I was very excited last year when it looked as if we were getting a new little restaurant in our neighborhood, and even more so after I discovered it would be a new Chinese place.

When China Taste opened on the corner of Washington and Maine avenues, the parking lot was constantly busy with residents buzzing in and out for takeout. After a few weeks, however, traffic dropped off considerably, and after eating there several times, I understood why.

Folks in the ‘hood were perhaps hoping for a place that wasn’t like every other Chinese restaurant in town, and while China Taste is just fine, it’s not really anything new. I slowly found myself migrating back to Thai food for takeout.

Recently, a local paper gave China Taste a good review, so I decided to give it another try.

The restaurant is owned by the same family who owns China Taste in Yarmouth. There’s a very small dining area with just four tables, and a small sitting area where you can wait for your food if you haven’t called in your order.

The menu is huge, as it is at most Chinese places, and covers the usual territory. I’ve found the quality of the food to be uneven.

In my early trips to China Taste, I was unimpressed with its shrimp fried rice, preferring the more flavorful version at Veranda Thai down the street on the other end of Washington Avenue. China Taste’s eggrolls are just OK.

But I have also had some better-than-average dishes there, including a few during my recent visits that were a cut above other Chinese places. I like the black bean sauce, which has a smokier flavor to it than others I’ve tried, and the beef and chicken teriyakis are both delicious.

If you have kids who like chicken fingers, the ones at China Taste are tender, hot and refreshingly not dripping in grease as you’ll often find in other restaurants. Generally, the vegetables seem fresh and not overcooked.

China Taste serves an array of lunch specials from 11 a.m. to 3 p.m. These are combination plates such as sesame chicken and crab rangoon, or shrimp with lobster sauce and an egg roll.
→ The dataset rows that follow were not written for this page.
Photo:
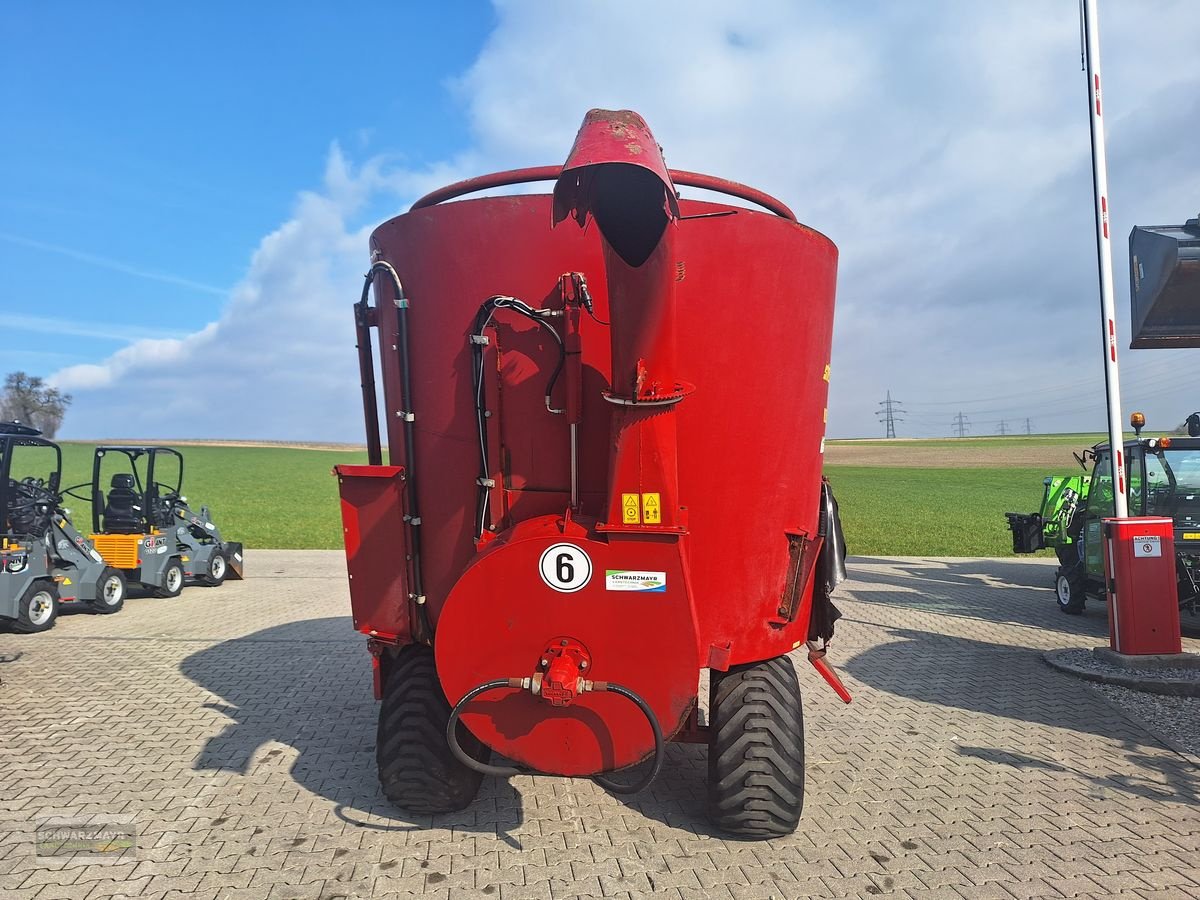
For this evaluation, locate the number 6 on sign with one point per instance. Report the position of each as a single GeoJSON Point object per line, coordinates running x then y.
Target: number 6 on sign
{"type": "Point", "coordinates": [565, 568]}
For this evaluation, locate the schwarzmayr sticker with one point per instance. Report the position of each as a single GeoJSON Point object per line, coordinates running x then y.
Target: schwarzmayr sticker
{"type": "Point", "coordinates": [637, 581]}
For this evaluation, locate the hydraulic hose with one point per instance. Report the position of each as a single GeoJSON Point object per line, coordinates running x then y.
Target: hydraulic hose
{"type": "Point", "coordinates": [509, 771]}
{"type": "Point", "coordinates": [414, 513]}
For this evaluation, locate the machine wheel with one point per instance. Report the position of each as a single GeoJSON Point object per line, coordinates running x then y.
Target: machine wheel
{"type": "Point", "coordinates": [1068, 588]}
{"type": "Point", "coordinates": [756, 749]}
{"type": "Point", "coordinates": [172, 580]}
{"type": "Point", "coordinates": [219, 567]}
{"type": "Point", "coordinates": [417, 771]}
{"type": "Point", "coordinates": [109, 592]}
{"type": "Point", "coordinates": [1068, 556]}
{"type": "Point", "coordinates": [39, 609]}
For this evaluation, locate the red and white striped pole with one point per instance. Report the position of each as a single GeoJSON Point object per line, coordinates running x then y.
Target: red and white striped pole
{"type": "Point", "coordinates": [1104, 251]}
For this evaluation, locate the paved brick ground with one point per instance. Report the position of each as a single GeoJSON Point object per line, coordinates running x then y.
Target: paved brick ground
{"type": "Point", "coordinates": [234, 729]}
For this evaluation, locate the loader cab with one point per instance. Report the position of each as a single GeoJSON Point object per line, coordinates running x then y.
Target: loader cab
{"type": "Point", "coordinates": [133, 489]}
{"type": "Point", "coordinates": [30, 473]}
{"type": "Point", "coordinates": [1163, 479]}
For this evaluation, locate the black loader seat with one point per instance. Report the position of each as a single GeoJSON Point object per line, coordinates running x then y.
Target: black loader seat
{"type": "Point", "coordinates": [123, 513]}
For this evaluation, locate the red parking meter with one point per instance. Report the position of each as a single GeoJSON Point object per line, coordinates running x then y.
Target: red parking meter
{"type": "Point", "coordinates": [1139, 580]}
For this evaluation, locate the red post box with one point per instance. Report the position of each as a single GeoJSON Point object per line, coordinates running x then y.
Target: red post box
{"type": "Point", "coordinates": [1139, 580]}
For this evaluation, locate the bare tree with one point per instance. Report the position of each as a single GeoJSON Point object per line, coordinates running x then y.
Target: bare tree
{"type": "Point", "coordinates": [31, 401]}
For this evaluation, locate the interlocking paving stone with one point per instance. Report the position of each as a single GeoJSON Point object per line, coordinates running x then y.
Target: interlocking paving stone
{"type": "Point", "coordinates": [235, 726]}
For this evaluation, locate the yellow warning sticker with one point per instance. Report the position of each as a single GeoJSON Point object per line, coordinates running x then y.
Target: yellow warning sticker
{"type": "Point", "coordinates": [630, 509]}
{"type": "Point", "coordinates": [653, 509]}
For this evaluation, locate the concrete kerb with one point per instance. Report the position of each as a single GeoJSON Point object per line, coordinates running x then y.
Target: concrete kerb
{"type": "Point", "coordinates": [1175, 675]}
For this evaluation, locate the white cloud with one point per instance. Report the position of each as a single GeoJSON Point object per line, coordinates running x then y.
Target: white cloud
{"type": "Point", "coordinates": [942, 145]}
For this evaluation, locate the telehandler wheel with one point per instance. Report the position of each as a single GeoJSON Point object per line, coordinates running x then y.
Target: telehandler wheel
{"type": "Point", "coordinates": [756, 749]}
{"type": "Point", "coordinates": [109, 592]}
{"type": "Point", "coordinates": [217, 569]}
{"type": "Point", "coordinates": [417, 769]}
{"type": "Point", "coordinates": [172, 580]}
{"type": "Point", "coordinates": [39, 609]}
{"type": "Point", "coordinates": [1068, 588]}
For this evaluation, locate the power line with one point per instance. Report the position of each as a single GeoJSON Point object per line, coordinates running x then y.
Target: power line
{"type": "Point", "coordinates": [889, 414]}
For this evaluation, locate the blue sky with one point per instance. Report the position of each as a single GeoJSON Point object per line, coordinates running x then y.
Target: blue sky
{"type": "Point", "coordinates": [185, 197]}
{"type": "Point", "coordinates": [147, 155]}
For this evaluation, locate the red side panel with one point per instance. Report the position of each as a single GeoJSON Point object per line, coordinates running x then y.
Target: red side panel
{"type": "Point", "coordinates": [376, 549]}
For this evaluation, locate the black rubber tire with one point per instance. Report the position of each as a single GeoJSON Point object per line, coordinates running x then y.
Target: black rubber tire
{"type": "Point", "coordinates": [756, 749]}
{"type": "Point", "coordinates": [24, 622]}
{"type": "Point", "coordinates": [417, 769]}
{"type": "Point", "coordinates": [102, 606]}
{"type": "Point", "coordinates": [217, 570]}
{"type": "Point", "coordinates": [166, 580]}
{"type": "Point", "coordinates": [1068, 555]}
{"type": "Point", "coordinates": [1068, 589]}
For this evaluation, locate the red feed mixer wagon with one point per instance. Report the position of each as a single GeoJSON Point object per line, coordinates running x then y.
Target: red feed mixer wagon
{"type": "Point", "coordinates": [605, 415]}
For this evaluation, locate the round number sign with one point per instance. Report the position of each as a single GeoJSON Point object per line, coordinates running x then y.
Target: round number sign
{"type": "Point", "coordinates": [565, 568]}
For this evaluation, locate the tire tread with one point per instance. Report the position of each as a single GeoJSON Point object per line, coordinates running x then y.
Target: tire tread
{"type": "Point", "coordinates": [756, 750]}
{"type": "Point", "coordinates": [417, 771]}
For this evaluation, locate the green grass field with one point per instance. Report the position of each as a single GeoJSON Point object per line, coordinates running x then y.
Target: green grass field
{"type": "Point", "coordinates": [937, 511]}
{"type": "Point", "coordinates": [287, 498]}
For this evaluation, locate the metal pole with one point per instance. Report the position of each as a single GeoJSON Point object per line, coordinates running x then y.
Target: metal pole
{"type": "Point", "coordinates": [1104, 252]}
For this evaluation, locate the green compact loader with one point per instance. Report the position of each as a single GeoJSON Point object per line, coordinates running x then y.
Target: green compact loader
{"type": "Point", "coordinates": [1162, 479]}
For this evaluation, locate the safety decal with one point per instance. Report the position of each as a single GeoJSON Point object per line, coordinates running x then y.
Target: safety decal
{"type": "Point", "coordinates": [565, 568]}
{"type": "Point", "coordinates": [630, 509]}
{"type": "Point", "coordinates": [652, 509]}
{"type": "Point", "coordinates": [1147, 546]}
{"type": "Point", "coordinates": [634, 580]}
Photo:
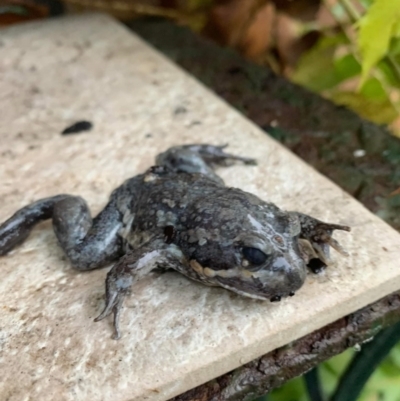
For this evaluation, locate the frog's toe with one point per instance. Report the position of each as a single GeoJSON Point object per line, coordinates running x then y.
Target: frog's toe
{"type": "Point", "coordinates": [116, 289]}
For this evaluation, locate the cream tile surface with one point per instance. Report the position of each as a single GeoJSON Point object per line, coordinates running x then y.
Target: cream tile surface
{"type": "Point", "coordinates": [176, 333]}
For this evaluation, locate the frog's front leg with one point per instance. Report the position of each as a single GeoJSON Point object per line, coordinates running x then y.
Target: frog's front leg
{"type": "Point", "coordinates": [318, 235]}
{"type": "Point", "coordinates": [132, 267]}
{"type": "Point", "coordinates": [88, 243]}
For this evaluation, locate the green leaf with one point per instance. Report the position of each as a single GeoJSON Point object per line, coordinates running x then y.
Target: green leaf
{"type": "Point", "coordinates": [365, 362]}
{"type": "Point", "coordinates": [317, 67]}
{"type": "Point", "coordinates": [377, 27]}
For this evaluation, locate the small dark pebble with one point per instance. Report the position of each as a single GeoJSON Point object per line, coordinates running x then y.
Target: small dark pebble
{"type": "Point", "coordinates": [78, 127]}
{"type": "Point", "coordinates": [316, 265]}
{"type": "Point", "coordinates": [276, 298]}
{"type": "Point", "coordinates": [180, 110]}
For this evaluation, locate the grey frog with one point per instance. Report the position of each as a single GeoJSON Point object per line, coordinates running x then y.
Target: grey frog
{"type": "Point", "coordinates": [179, 215]}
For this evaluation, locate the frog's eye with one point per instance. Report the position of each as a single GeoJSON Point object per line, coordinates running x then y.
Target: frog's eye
{"type": "Point", "coordinates": [254, 255]}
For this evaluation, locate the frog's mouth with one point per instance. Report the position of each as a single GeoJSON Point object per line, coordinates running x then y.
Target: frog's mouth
{"type": "Point", "coordinates": [262, 284]}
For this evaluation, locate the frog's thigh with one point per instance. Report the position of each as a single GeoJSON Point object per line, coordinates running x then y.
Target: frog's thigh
{"type": "Point", "coordinates": [88, 243]}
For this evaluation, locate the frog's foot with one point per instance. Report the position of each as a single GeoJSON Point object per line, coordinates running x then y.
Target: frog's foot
{"type": "Point", "coordinates": [117, 286]}
{"type": "Point", "coordinates": [319, 236]}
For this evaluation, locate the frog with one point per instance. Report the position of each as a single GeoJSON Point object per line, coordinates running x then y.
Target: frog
{"type": "Point", "coordinates": [180, 215]}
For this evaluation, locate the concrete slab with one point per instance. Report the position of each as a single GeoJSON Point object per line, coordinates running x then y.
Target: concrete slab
{"type": "Point", "coordinates": [177, 333]}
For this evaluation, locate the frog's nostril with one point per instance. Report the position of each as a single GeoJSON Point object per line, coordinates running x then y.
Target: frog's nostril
{"type": "Point", "coordinates": [276, 298]}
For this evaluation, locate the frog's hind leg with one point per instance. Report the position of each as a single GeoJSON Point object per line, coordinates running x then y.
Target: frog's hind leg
{"type": "Point", "coordinates": [201, 158]}
{"type": "Point", "coordinates": [88, 243]}
{"type": "Point", "coordinates": [319, 236]}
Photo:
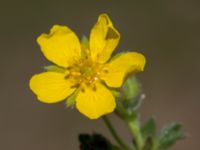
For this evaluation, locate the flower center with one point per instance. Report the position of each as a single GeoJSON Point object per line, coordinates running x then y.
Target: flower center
{"type": "Point", "coordinates": [84, 71]}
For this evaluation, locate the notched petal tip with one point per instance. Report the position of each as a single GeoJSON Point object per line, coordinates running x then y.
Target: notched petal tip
{"type": "Point", "coordinates": [51, 87]}
{"type": "Point", "coordinates": [95, 103]}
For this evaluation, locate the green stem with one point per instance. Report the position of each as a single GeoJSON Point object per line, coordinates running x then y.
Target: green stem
{"type": "Point", "coordinates": [114, 133]}
{"type": "Point", "coordinates": [134, 126]}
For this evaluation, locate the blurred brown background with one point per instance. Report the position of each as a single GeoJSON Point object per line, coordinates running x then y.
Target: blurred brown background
{"type": "Point", "coordinates": [167, 32]}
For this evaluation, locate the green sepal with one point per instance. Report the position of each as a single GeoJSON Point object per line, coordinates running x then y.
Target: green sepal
{"type": "Point", "coordinates": [53, 68]}
{"type": "Point", "coordinates": [85, 41]}
{"type": "Point", "coordinates": [170, 135]}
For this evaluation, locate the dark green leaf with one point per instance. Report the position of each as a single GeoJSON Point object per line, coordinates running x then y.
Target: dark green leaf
{"type": "Point", "coordinates": [170, 135]}
{"type": "Point", "coordinates": [95, 142]}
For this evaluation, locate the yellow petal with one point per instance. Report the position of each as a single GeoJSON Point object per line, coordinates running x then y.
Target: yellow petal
{"type": "Point", "coordinates": [51, 87]}
{"type": "Point", "coordinates": [103, 39]}
{"type": "Point", "coordinates": [95, 101]}
{"type": "Point", "coordinates": [61, 46]}
{"type": "Point", "coordinates": [115, 71]}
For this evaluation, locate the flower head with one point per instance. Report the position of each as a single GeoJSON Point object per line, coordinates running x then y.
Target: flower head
{"type": "Point", "coordinates": [87, 70]}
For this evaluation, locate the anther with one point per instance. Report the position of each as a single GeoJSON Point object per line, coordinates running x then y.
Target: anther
{"type": "Point", "coordinates": [82, 90]}
{"type": "Point", "coordinates": [94, 88]}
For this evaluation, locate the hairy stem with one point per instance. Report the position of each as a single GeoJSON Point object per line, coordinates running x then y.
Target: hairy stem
{"type": "Point", "coordinates": [114, 133]}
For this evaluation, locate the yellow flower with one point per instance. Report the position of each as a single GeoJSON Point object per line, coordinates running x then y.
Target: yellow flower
{"type": "Point", "coordinates": [87, 71]}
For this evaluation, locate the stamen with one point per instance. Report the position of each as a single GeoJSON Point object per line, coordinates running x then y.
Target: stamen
{"type": "Point", "coordinates": [94, 88]}
{"type": "Point", "coordinates": [82, 90]}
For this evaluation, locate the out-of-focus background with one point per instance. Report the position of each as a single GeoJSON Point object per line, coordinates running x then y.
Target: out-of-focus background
{"type": "Point", "coordinates": [166, 32]}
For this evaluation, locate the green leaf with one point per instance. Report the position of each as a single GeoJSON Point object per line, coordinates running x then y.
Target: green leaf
{"type": "Point", "coordinates": [170, 135]}
{"type": "Point", "coordinates": [53, 68]}
{"type": "Point", "coordinates": [71, 100]}
{"type": "Point", "coordinates": [149, 144]}
{"type": "Point", "coordinates": [149, 128]}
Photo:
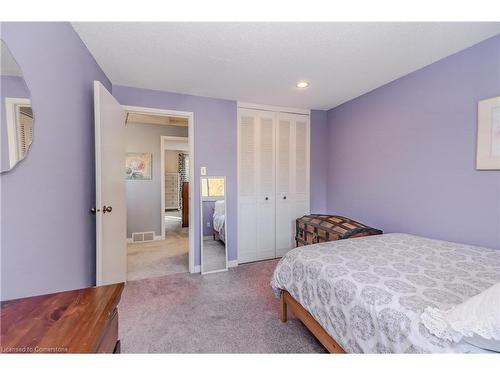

They come with either white rice or pork-fried rice, plus your choice of egg drop, wonton or hot and sour soup.

Similar dinner combos, some (but not all) with an extra item, are priced at $8.25 to $8.95.

Chef’s specialties range from $10.95 for General Tso’s Chicken to $15.95 for Gai Poo Lo Mein, which costs more because it contains lobster and other seafood.

The bottom line: If you’re looking for a place you can run into and grab some quick, American-style Chinese takeout for dinner — and you’re not too fussy — China Taste will suit your needs just fine.

The staff of GO anonymously samples meals for about $7.